Elwood Carlton Winckler, a pioneer in entertainment lighting, notably as CBS’ first lighting designer, died last weekend at his home in Greenwich, CT. He was 95.

Winckler was born in 1908 in Bloomfield, NJ. During his 70-year career in theatre and television, he was a puppeteer, actor, writer, set designer, lighting and technical director, film editor, stage and unit manager, director, producer, and educator. Based on his work creating innovative lighting special effects for the Billy Rose Aquacades, including the edition at 1939 World’s Fair in New York, Carlton was asked by the US Navy during World WAR II to develop black light nighttime landing devices for aircraft carriers. He directed the first televised symphony orchestra performance, the first ship-to-shore broadcast, and the first televised two-hour dramatic program.
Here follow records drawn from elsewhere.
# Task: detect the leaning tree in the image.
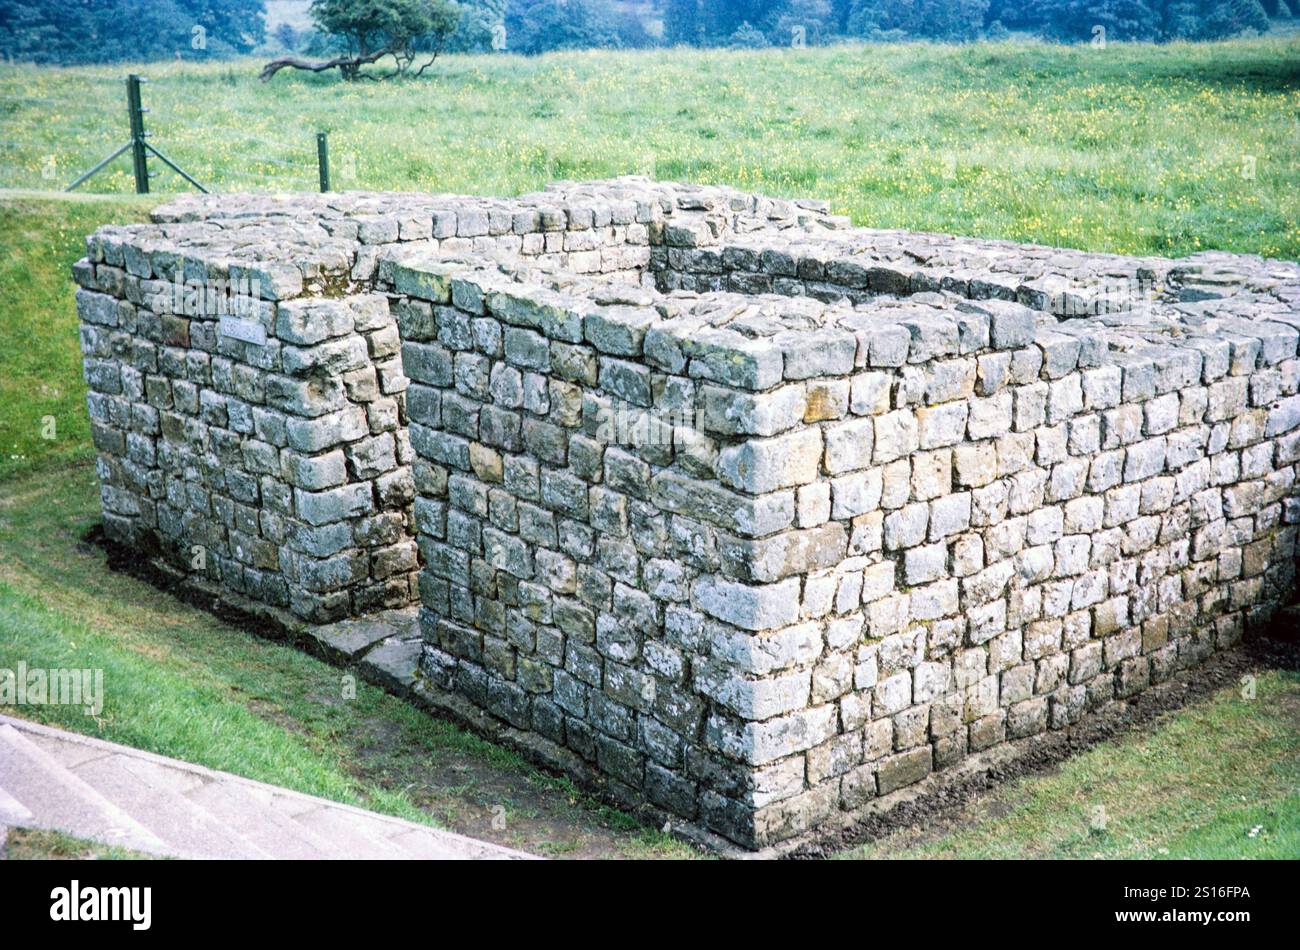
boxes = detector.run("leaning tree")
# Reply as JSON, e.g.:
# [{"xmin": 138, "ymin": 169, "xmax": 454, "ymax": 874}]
[{"xmin": 260, "ymin": 0, "xmax": 459, "ymax": 81}]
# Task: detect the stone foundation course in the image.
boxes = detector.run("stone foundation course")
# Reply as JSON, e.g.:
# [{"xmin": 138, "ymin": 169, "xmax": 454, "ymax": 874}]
[{"xmin": 75, "ymin": 178, "xmax": 1300, "ymax": 849}]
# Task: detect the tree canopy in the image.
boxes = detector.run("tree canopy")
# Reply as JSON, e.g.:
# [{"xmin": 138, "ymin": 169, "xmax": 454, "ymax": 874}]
[{"xmin": 259, "ymin": 0, "xmax": 459, "ymax": 81}]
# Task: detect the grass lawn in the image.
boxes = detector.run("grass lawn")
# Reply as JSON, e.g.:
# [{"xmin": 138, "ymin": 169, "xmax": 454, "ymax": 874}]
[
  {"xmin": 1, "ymin": 38, "xmax": 1299, "ymax": 859},
  {"xmin": 0, "ymin": 196, "xmax": 153, "ymax": 481},
  {"xmin": 0, "ymin": 38, "xmax": 1297, "ymax": 259}
]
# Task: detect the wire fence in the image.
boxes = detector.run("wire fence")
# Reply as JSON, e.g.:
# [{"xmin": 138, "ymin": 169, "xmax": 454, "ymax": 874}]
[{"xmin": 63, "ymin": 74, "xmax": 337, "ymax": 195}]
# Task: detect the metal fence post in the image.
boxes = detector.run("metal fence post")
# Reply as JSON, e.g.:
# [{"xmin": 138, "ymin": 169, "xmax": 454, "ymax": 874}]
[
  {"xmin": 126, "ymin": 74, "xmax": 150, "ymax": 194},
  {"xmin": 317, "ymin": 132, "xmax": 330, "ymax": 192},
  {"xmin": 67, "ymin": 74, "xmax": 206, "ymax": 194}
]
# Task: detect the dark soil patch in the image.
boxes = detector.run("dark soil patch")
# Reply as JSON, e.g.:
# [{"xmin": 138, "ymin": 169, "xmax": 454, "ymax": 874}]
[
  {"xmin": 86, "ymin": 523, "xmax": 299, "ymax": 645},
  {"xmin": 343, "ymin": 711, "xmax": 662, "ymax": 858}
]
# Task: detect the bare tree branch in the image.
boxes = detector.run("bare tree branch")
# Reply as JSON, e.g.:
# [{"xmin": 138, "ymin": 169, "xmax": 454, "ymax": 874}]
[
  {"xmin": 259, "ymin": 47, "xmax": 394, "ymax": 82},
  {"xmin": 411, "ymin": 46, "xmax": 443, "ymax": 78}
]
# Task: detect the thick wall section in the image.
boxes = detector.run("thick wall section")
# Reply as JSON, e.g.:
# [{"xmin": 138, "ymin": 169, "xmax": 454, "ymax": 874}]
[
  {"xmin": 76, "ymin": 179, "xmax": 1300, "ymax": 849},
  {"xmin": 72, "ymin": 182, "xmax": 695, "ymax": 622},
  {"xmin": 75, "ymin": 265, "xmax": 419, "ymax": 622}
]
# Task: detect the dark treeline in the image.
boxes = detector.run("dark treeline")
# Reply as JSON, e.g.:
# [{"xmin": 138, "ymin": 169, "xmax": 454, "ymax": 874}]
[
  {"xmin": 1, "ymin": 0, "xmax": 1294, "ymax": 65},
  {"xmin": 666, "ymin": 0, "xmax": 1291, "ymax": 46},
  {"xmin": 0, "ymin": 0, "xmax": 265, "ymax": 63}
]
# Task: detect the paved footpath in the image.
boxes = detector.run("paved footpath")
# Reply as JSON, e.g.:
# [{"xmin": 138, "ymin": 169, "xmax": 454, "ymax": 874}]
[{"xmin": 0, "ymin": 714, "xmax": 533, "ymax": 859}]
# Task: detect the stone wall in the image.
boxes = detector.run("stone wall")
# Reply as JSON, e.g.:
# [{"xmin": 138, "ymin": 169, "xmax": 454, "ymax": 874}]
[
  {"xmin": 76, "ymin": 178, "xmax": 1300, "ymax": 849},
  {"xmin": 72, "ymin": 182, "xmax": 708, "ymax": 622}
]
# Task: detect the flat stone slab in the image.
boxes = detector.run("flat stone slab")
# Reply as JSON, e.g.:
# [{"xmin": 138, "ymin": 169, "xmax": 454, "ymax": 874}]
[
  {"xmin": 308, "ymin": 607, "xmax": 419, "ymax": 661},
  {"xmin": 359, "ymin": 636, "xmax": 423, "ymax": 693}
]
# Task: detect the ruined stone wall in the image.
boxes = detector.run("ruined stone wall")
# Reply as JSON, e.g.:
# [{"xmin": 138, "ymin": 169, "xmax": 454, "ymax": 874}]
[
  {"xmin": 75, "ymin": 261, "xmax": 420, "ymax": 622},
  {"xmin": 77, "ymin": 179, "xmax": 1300, "ymax": 849},
  {"xmin": 72, "ymin": 183, "xmax": 692, "ymax": 622}
]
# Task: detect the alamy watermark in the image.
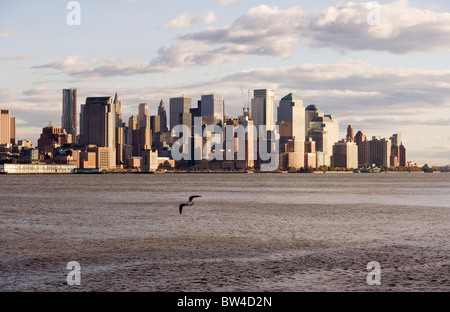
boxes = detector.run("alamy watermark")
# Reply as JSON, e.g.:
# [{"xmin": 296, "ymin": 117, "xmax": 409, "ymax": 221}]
[
  {"xmin": 171, "ymin": 117, "xmax": 279, "ymax": 171},
  {"xmin": 66, "ymin": 261, "xmax": 81, "ymax": 286},
  {"xmin": 66, "ymin": 1, "xmax": 81, "ymax": 26},
  {"xmin": 367, "ymin": 1, "xmax": 381, "ymax": 26},
  {"xmin": 366, "ymin": 261, "xmax": 381, "ymax": 285}
]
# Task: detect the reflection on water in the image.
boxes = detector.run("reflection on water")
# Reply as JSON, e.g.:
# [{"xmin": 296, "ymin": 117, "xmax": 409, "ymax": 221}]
[{"xmin": 0, "ymin": 173, "xmax": 449, "ymax": 291}]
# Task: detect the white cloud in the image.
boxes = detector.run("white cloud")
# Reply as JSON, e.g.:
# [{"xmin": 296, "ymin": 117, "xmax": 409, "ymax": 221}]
[{"xmin": 165, "ymin": 11, "xmax": 218, "ymax": 29}]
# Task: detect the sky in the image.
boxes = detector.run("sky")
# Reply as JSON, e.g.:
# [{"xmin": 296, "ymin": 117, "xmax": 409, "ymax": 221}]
[{"xmin": 0, "ymin": 0, "xmax": 450, "ymax": 165}]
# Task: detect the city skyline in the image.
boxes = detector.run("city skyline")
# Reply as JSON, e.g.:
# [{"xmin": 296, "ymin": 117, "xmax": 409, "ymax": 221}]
[{"xmin": 1, "ymin": 0, "xmax": 450, "ymax": 165}]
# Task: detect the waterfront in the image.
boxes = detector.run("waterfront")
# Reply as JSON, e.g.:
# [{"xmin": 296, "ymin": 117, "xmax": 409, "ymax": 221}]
[{"xmin": 0, "ymin": 173, "xmax": 449, "ymax": 291}]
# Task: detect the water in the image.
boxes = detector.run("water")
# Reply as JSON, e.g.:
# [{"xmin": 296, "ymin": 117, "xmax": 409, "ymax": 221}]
[{"xmin": 0, "ymin": 172, "xmax": 449, "ymax": 291}]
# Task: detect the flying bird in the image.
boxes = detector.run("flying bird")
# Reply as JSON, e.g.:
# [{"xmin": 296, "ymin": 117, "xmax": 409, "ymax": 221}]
[{"xmin": 179, "ymin": 196, "xmax": 202, "ymax": 215}]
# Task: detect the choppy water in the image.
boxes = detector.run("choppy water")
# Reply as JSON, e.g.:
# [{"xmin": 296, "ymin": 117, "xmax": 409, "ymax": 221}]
[{"xmin": 0, "ymin": 172, "xmax": 449, "ymax": 291}]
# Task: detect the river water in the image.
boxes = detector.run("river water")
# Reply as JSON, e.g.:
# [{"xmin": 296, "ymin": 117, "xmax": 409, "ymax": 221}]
[{"xmin": 0, "ymin": 172, "xmax": 449, "ymax": 291}]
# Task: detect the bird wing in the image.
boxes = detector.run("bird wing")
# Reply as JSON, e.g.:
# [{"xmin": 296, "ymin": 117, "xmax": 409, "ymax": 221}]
[
  {"xmin": 189, "ymin": 195, "xmax": 202, "ymax": 201},
  {"xmin": 179, "ymin": 204, "xmax": 185, "ymax": 215}
]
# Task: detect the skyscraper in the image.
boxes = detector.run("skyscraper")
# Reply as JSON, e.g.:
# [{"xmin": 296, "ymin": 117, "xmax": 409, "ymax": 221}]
[
  {"xmin": 158, "ymin": 99, "xmax": 168, "ymax": 132},
  {"xmin": 355, "ymin": 130, "xmax": 368, "ymax": 168},
  {"xmin": 277, "ymin": 93, "xmax": 305, "ymax": 149},
  {"xmin": 170, "ymin": 97, "xmax": 192, "ymax": 132},
  {"xmin": 62, "ymin": 88, "xmax": 77, "ymax": 142},
  {"xmin": 251, "ymin": 89, "xmax": 275, "ymax": 130},
  {"xmin": 365, "ymin": 136, "xmax": 391, "ymax": 167},
  {"xmin": 114, "ymin": 93, "xmax": 123, "ymax": 127},
  {"xmin": 346, "ymin": 125, "xmax": 355, "ymax": 142},
  {"xmin": 305, "ymin": 104, "xmax": 320, "ymax": 134},
  {"xmin": 0, "ymin": 109, "xmax": 11, "ymax": 145},
  {"xmin": 307, "ymin": 109, "xmax": 339, "ymax": 167},
  {"xmin": 201, "ymin": 94, "xmax": 225, "ymax": 126},
  {"xmin": 332, "ymin": 140, "xmax": 358, "ymax": 169},
  {"xmin": 9, "ymin": 116, "xmax": 15, "ymax": 145},
  {"xmin": 137, "ymin": 103, "xmax": 150, "ymax": 129},
  {"xmin": 79, "ymin": 96, "xmax": 116, "ymax": 168}
]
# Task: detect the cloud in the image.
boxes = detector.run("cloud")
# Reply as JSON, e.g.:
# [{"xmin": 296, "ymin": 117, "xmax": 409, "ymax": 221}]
[
  {"xmin": 174, "ymin": 0, "xmax": 450, "ymax": 64},
  {"xmin": 220, "ymin": 0, "xmax": 239, "ymax": 5},
  {"xmin": 1, "ymin": 54, "xmax": 36, "ymax": 61},
  {"xmin": 33, "ymin": 1, "xmax": 450, "ymax": 78},
  {"xmin": 0, "ymin": 29, "xmax": 16, "ymax": 38},
  {"xmin": 165, "ymin": 12, "xmax": 218, "ymax": 29}
]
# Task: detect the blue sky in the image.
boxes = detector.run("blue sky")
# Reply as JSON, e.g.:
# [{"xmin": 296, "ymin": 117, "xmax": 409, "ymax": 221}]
[{"xmin": 1, "ymin": 0, "xmax": 450, "ymax": 165}]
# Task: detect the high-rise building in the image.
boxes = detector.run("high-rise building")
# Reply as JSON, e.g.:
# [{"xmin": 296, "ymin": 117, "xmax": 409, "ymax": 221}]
[
  {"xmin": 37, "ymin": 126, "xmax": 72, "ymax": 154},
  {"xmin": 307, "ymin": 109, "xmax": 339, "ymax": 166},
  {"xmin": 363, "ymin": 136, "xmax": 391, "ymax": 167},
  {"xmin": 399, "ymin": 144, "xmax": 407, "ymax": 167},
  {"xmin": 10, "ymin": 116, "xmax": 15, "ymax": 145},
  {"xmin": 332, "ymin": 140, "xmax": 358, "ymax": 169},
  {"xmin": 201, "ymin": 94, "xmax": 225, "ymax": 126},
  {"xmin": 114, "ymin": 93, "xmax": 123, "ymax": 127},
  {"xmin": 355, "ymin": 130, "xmax": 368, "ymax": 168},
  {"xmin": 346, "ymin": 125, "xmax": 354, "ymax": 142},
  {"xmin": 390, "ymin": 133, "xmax": 407, "ymax": 167},
  {"xmin": 0, "ymin": 109, "xmax": 12, "ymax": 145},
  {"xmin": 158, "ymin": 99, "xmax": 168, "ymax": 132},
  {"xmin": 79, "ymin": 96, "xmax": 116, "ymax": 168},
  {"xmin": 390, "ymin": 133, "xmax": 402, "ymax": 147},
  {"xmin": 305, "ymin": 104, "xmax": 321, "ymax": 135},
  {"xmin": 150, "ymin": 115, "xmax": 161, "ymax": 135},
  {"xmin": 277, "ymin": 93, "xmax": 305, "ymax": 149},
  {"xmin": 251, "ymin": 89, "xmax": 275, "ymax": 130},
  {"xmin": 137, "ymin": 103, "xmax": 150, "ymax": 129},
  {"xmin": 62, "ymin": 88, "xmax": 77, "ymax": 142},
  {"xmin": 170, "ymin": 97, "xmax": 192, "ymax": 132}
]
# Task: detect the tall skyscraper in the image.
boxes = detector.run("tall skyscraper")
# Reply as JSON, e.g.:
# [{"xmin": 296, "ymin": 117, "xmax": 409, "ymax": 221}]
[
  {"xmin": 277, "ymin": 93, "xmax": 305, "ymax": 149},
  {"xmin": 137, "ymin": 103, "xmax": 150, "ymax": 129},
  {"xmin": 346, "ymin": 125, "xmax": 355, "ymax": 142},
  {"xmin": 79, "ymin": 96, "xmax": 116, "ymax": 168},
  {"xmin": 0, "ymin": 109, "xmax": 12, "ymax": 145},
  {"xmin": 158, "ymin": 99, "xmax": 168, "ymax": 132},
  {"xmin": 170, "ymin": 97, "xmax": 192, "ymax": 132},
  {"xmin": 9, "ymin": 116, "xmax": 15, "ymax": 145},
  {"xmin": 201, "ymin": 94, "xmax": 225, "ymax": 126},
  {"xmin": 305, "ymin": 104, "xmax": 320, "ymax": 135},
  {"xmin": 251, "ymin": 89, "xmax": 275, "ymax": 130},
  {"xmin": 114, "ymin": 93, "xmax": 123, "ymax": 127},
  {"xmin": 390, "ymin": 133, "xmax": 407, "ymax": 167},
  {"xmin": 355, "ymin": 130, "xmax": 368, "ymax": 168},
  {"xmin": 62, "ymin": 88, "xmax": 77, "ymax": 142}
]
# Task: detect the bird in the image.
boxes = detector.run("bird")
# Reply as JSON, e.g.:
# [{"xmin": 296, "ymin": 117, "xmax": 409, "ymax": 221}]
[{"xmin": 179, "ymin": 196, "xmax": 202, "ymax": 214}]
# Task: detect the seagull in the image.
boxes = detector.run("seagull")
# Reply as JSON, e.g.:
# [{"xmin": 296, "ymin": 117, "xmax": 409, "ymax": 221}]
[{"xmin": 179, "ymin": 196, "xmax": 202, "ymax": 215}]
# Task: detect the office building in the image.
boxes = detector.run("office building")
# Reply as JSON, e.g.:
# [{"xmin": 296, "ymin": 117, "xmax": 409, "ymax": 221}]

Throughout his career, his expertise was sought out by the likes of producers Flo Ziegfeld and John Murray Andesron, and Walt Disney, as well as the television networks of France, Britain, Germany, and Israel. In addition to being CBS’ first lighting designer, he helped the industry as it transitioned to color broadcasting. He invented the scoop and was the first person to use backlight, light modeling, and projection on television. He was director of CBS’ studio operations when the Beatles first appeared on US television, on The Ed Sullivan Show. Later, working with the lighting firm Imero Fiorentino Associates, Winckler lectured on lighting and television at more than 300 universities in 27 countries.

He is survived by his wife of 31 years, Charlotte M. Wincker, and a daughter, Sari Bitticks, of Auburn, MA.